Greetings,
I'm new here and I found this thread by searching on economics.
I haven't read the thread but I searched it for technology and found no mention of it.
What is interesting about last month, the so called Black History month and all previous versions is that Black Americans don't say much about the cotton gin.
Before the cotton gin the seed had to be removed from the cotton by hand. Until I found it on the internet I didn't know how big a difference that technology made. One person working by hand could produce about TWO POUNDS of cotton fiber in a day. But with a hand cranked cotton gin that same person could produce TWENTY FOUR POUNDS of cotton. Think about what that would do to the PRICE OF COTTON. Of course that encouraged more people to plant cotton and acquire more land to plant cotton. But of course where we come into the picture relates to PICKING THE COTTON. So the cotton gin doesn't get mentioned much in that Black version of Black history.

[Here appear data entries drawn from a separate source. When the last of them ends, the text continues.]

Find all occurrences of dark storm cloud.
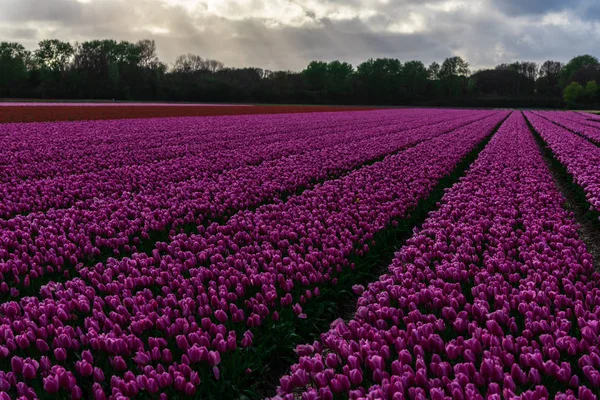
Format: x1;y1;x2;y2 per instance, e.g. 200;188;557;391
0;0;600;70
494;0;578;16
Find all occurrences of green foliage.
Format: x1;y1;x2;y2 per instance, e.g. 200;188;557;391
563;82;584;107
584;81;598;103
560;54;600;88
0;39;600;107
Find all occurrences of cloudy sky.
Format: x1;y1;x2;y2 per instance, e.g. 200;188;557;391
0;0;600;70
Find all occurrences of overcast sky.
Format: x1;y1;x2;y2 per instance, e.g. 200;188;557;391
0;0;600;70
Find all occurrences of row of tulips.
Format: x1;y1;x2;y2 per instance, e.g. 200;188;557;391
0;112;509;399
535;111;600;144
278;113;600;400
525;112;600;217
0;111;473;218
0;109;498;296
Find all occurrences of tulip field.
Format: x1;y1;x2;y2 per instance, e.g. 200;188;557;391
0;104;600;400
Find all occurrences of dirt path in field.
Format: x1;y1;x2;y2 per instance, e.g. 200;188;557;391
525;111;600;271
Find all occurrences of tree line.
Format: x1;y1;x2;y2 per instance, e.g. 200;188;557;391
0;39;600;107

But that is an important lesson in technology and economics and hence CAPITALISM.
Now the funny thing today is that we have all of these computers. And of course big corporations used computers to do their accounting back in the 60's. But today's home computers are more powerful than the mainframe junk of the 60's. But you don't hear anyone saying accounting should be mandatory in the schools. It should be a piece os cake with today's computing power.
Fifth graders can learn accounting as well as collegians
You don't hear about economists calculating what has been lost on depreciation of automobiles for the last 50 years either.